Dr Vopson added: “If the second law of thermodynamics states that entropy needs to stay constant or increase over time, I thought that perhaps information entropy would be the same.
“But what Dr Lepadatu and I found was the exact opposite – it decreases over time. The second law of information dynamics works exactly in opposition to the second law of thermodynamics.”
Dr Vopson claims this could be what drives genetic mutations in biological organisms.
“The worldwide consensus is that mutations take place at random and then natural selection dictates whether the mutation is good or bad for an organism”, he explained. If the mutation is beneficial for an organism, it will be kept.
“But what if there is a hidden process that drives these mutations? Every time we see something we don’t understand, we describe it as ‘random’ or ‘chaotic’ or ‘paranormal’, but it’s only our inability to explain it.

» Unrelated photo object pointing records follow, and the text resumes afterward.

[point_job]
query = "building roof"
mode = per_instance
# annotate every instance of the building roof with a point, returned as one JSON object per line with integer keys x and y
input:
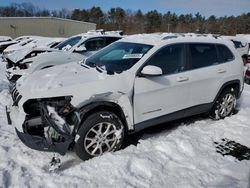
{"x": 52, "y": 18}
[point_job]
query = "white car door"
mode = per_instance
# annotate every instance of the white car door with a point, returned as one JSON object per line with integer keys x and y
{"x": 207, "y": 73}
{"x": 156, "y": 96}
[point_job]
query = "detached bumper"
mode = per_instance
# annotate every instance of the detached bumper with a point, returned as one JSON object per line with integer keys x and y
{"x": 42, "y": 144}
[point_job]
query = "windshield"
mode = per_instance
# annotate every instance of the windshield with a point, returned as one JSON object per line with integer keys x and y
{"x": 118, "y": 57}
{"x": 67, "y": 44}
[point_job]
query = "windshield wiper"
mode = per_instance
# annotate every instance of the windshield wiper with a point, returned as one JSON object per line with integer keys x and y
{"x": 94, "y": 65}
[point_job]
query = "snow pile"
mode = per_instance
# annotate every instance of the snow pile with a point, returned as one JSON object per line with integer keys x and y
{"x": 181, "y": 157}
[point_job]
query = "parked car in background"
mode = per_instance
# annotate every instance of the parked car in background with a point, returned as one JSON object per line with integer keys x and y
{"x": 134, "y": 83}
{"x": 32, "y": 49}
{"x": 5, "y": 38}
{"x": 73, "y": 49}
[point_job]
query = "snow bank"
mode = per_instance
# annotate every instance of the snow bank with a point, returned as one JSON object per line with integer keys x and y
{"x": 181, "y": 157}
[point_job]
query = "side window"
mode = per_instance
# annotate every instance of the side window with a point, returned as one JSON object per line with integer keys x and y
{"x": 68, "y": 43}
{"x": 225, "y": 54}
{"x": 110, "y": 40}
{"x": 95, "y": 44}
{"x": 170, "y": 59}
{"x": 202, "y": 55}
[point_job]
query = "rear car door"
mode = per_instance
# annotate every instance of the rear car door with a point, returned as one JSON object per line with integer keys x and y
{"x": 206, "y": 74}
{"x": 157, "y": 96}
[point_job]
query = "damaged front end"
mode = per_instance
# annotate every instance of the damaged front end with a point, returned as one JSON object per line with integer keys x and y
{"x": 50, "y": 124}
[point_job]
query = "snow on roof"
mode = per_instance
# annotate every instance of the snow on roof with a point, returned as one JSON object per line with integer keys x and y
{"x": 93, "y": 33}
{"x": 156, "y": 38}
{"x": 246, "y": 36}
{"x": 4, "y": 38}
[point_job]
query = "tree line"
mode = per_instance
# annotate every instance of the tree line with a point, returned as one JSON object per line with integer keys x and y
{"x": 138, "y": 22}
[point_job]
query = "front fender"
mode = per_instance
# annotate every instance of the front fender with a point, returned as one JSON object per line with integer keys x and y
{"x": 110, "y": 99}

“If we can start looking at genetic mutations from a deterministic point of view, we can exploit this new physics law to predict mutations - or the probability of mutations - before they take place.”
Dr Vopson and colleagues analysed real Covid-19 (Sars-CoV-2) genomes and found that their information entropy decreased over time: “The best example of something that undergoes a number of mutations in a short space of time is a virus. The pandemic has given us the ideal test sample as Sars-CoV-2 mutated into so many variants and the data available is unbelievable.
“The Covid data confirms the second law of infodynamics and the research opens up unlimited possibilities. Imagine looking at a particular genome and judging whether a mutation is beneficial before it happens. This could be game-changing technology which could be used in genetic therapies, the pharmaceutical industry, evolutionary biology, and pandemic research.”
The paper is published in AIP Advances.